I don't regularly read the boost mailing list - so please reply directly to me or Mike. Sean Begin forwarded message:
From: "Mike Schuster" <schuster@adobe.com> Date: September 15, 2005 3:42:26 PM PDT Subject: Boost thread library bugs
Here is a summary of several bugs I've discovered over the past few months in the Boost thread library (version 1_32_0). Sean, please forward this email to the Boost thread developers. Thanks.
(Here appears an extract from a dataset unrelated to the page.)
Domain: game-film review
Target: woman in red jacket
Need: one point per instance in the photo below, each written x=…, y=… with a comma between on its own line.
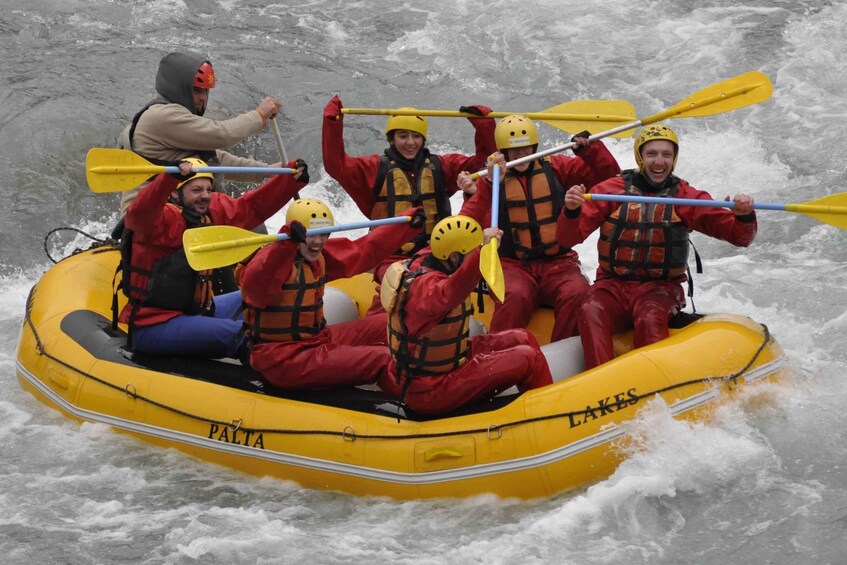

1) On the PowerPC, the sequence of memory write operations executed by one processor may be seen by another processor or device in a different order. This weak write ordering property implies that when modifying a shared resource, the modifying processor must execute a sync instruction to make these modifications visible to all other processors before releasing the lock. I discovered several situations in the Boost thread library where a sync call is missing.
call_once: Immediately after the client function returns a lock variable is set to one. Other processors may see this lock equal to one before all memory write operations performed by the client function are completed. A call to __sync() should be made immediately prior to setting the lock to one.
synchronization class constructors (mutex, read_write_mutex, condition, etc): Once the class constructor returns, Boost provides an API where other threads are free to call the synchronization member functions. However, the memory write operations performed by the constructor may not have been completed when the member functions are executed by a different processor. So a call to __sync () should be made immediately prior to returning from the constructor.
Note that a similar situation occurs between member function calls. However the MacOS synchronization primitives used by Boost do perform a sync, so correct operation is guaranteed implicitly as long the last operation performed by a member function involves an OS synchronization primitive call. This appears to be the situation in many places, but there may be places in the Boost library where this requirement is not met. So someone needs to review all of the source code for problems of this sort.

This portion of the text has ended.